Zoning Board approves liquor store at 43rd and Chestnut
Store was previously rejected at an April hearing
June 14, 2012, 2:42 pm·
The Philadelphia Zoning Board of Adjustment overturned a decision regarding a proposed liquor store that has been stirring some controversy in the Spruce Hill community.
The Zoning Board approved the application of a state liquor store at 43rd and Chestnut streets on June 13 after rejecting the store at an April hearing. The new ruling comes after the entire Zoning Board heard arguments for and against the store during a special appeals hearing on June 6.
The store will be the closest liquor to store to Penn’s campus after another store at 41st and Market streets permanently closed on Jan. 14 due to problems with the landlord and building site.
“People who were in support of it are quite pleased and we are committed to doing whatever we can to make sure it’s an asset and not a liability to the neighborhood,” Spruce Hill Community Association zoning committee Chair Barry Grossbach said.
The state is working on negotiating a lease agreement with the owners of the space, Pennsylvania Liquor Control Board spokesperson Stacey Witalec said.
Dan ReRitis, who co-owns the shopping plaza, expects to establish a timetable on the store’s opening within the next 30 days. The store will replace adult video store Risqué Video.
The Zoning Board does not release explanations for its decisions. However, Grossbach attributed the reversal to the SHCA’s different approach for the June hearing.
In April, the SHCA did not make an effort to have people in support of the store sign a petition or attend the hearing. The association was trying to avoid a “brawl and division in the neighborhood” similar to the one in 2007 that erupted when the Zoning Board rejected a liquor store at 43rd and Walnut streets across the street from the Masjid al-Jamia mosque, Grossbach said.
“We decided it was necessary once again as we had done in 2007 to show the board that there was considerable support in the neighborhood for the store,” Grossbach said, referring to his approach at the June 6 hearing. “We didn’t allow ourselves to get run over or create the impression there was only opposition and no support.”
Witalec said the state is deciding whether or not the store will be a premium store, meaning it would carry an expanded selection of wine. DeRitis and Grossbach are both expecting a premium store that will be an upgrade over the liquor store at 49th Street and Baltimore Avenue and the closed 41st and Market streets store.
Henry Blocker from the PLCB said at the hearing this store would be one of the better liquor stores in the city, according to Grossbach.
“We feel we have a commitment from [the PLCB] of what will be going into the space and we expect them to honor that commitment,” Grossbach said.
The store faced strong opposition from the Muslim community. A petition against the store garnered 305 signatures, many of them local Muslims who oppose the store because of its close proximity to the mosque.
Mohammed Musa, one the signatories and a resident of South 44th Street near Ludlow Street, said during a June 6 interview that many Muslims would stop coming to the shopping plaza if the liquor store opens. The plaza houses the Medina Halal Meat Market, a grocery store and butcher shop.

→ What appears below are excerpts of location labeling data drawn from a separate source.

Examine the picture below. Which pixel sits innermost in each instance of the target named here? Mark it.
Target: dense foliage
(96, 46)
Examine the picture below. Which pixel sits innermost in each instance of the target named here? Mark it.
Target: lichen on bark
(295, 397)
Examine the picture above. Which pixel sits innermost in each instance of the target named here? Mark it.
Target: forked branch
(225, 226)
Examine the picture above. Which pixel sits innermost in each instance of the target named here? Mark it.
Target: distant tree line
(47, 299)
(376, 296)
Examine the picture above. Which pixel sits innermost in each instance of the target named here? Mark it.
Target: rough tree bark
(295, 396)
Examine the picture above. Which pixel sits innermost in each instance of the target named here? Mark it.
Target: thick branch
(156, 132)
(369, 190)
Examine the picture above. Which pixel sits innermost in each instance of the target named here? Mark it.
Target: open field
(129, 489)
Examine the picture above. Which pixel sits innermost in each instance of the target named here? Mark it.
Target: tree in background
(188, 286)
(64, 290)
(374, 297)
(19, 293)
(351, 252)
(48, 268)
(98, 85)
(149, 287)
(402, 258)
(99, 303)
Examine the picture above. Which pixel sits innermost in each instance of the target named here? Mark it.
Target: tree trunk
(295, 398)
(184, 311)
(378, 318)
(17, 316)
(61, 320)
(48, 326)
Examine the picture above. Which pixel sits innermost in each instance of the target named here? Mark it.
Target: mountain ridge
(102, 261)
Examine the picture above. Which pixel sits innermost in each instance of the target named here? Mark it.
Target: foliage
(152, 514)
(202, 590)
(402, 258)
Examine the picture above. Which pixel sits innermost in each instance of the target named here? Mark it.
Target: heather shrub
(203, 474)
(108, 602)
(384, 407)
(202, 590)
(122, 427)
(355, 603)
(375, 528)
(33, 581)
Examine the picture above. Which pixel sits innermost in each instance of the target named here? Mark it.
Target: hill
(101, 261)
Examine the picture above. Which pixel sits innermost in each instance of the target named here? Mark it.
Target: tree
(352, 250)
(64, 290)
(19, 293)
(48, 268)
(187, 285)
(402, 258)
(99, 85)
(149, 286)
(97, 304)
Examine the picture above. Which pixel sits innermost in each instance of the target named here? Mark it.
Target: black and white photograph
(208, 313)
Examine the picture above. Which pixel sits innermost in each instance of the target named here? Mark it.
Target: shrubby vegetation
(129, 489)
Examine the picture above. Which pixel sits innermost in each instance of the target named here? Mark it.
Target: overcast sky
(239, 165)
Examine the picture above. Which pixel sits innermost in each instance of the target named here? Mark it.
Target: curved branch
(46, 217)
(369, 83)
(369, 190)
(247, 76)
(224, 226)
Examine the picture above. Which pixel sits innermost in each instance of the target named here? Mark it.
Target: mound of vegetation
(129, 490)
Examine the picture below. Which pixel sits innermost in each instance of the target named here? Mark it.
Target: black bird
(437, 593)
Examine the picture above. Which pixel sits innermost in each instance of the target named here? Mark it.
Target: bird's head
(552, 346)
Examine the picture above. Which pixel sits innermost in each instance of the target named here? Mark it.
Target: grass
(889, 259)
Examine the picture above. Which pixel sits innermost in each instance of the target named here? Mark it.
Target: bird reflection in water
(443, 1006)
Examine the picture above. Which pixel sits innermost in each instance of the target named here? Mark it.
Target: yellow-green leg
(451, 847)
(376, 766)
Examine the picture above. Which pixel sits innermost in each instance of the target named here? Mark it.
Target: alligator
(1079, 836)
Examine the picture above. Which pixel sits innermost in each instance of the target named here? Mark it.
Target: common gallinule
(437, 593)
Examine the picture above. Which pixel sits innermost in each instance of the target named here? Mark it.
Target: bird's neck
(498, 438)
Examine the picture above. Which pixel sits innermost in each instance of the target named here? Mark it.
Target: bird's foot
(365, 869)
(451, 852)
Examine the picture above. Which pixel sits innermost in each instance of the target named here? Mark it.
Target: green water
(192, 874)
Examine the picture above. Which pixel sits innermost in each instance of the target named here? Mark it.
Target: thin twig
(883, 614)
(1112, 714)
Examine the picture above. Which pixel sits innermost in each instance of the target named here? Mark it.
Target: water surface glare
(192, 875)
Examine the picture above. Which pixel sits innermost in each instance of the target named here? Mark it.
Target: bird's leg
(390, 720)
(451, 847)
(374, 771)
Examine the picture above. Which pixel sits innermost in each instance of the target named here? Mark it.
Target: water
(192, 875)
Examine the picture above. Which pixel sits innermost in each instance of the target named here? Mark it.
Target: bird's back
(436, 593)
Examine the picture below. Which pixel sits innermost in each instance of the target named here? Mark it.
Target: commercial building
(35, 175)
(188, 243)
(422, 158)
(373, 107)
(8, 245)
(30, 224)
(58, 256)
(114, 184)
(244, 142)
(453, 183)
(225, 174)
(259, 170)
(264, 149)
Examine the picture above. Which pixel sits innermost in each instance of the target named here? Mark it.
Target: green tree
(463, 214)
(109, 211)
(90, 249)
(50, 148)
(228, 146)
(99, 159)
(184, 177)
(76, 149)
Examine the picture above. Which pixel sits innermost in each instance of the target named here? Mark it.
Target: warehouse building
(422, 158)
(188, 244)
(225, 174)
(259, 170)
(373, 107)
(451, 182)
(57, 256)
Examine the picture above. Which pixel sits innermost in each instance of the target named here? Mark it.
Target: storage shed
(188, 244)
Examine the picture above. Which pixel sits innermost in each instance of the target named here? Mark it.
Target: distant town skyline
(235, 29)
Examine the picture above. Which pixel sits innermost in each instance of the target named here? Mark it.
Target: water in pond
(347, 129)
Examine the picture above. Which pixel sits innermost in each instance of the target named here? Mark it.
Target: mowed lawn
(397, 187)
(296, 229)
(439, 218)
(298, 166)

While the Zoning Board officially approved the store, SHCA will remain involved in the details surrounding its opening. Grossbach and others on the association will make sure the proviso he and owners of the plaza signed calling for additional security from the University City Police is properly enforced.
“We’re happy that this is behind us now and we will certainly do whatever we can to heal whatever rift there may be in the neighborhood,” Grossbach said.
He added, “We welcome diversity in this neighborhood. We believe that people of different views, beliefs, customs and traditions can exist side by side in respect of one another without imposing their views on one another.”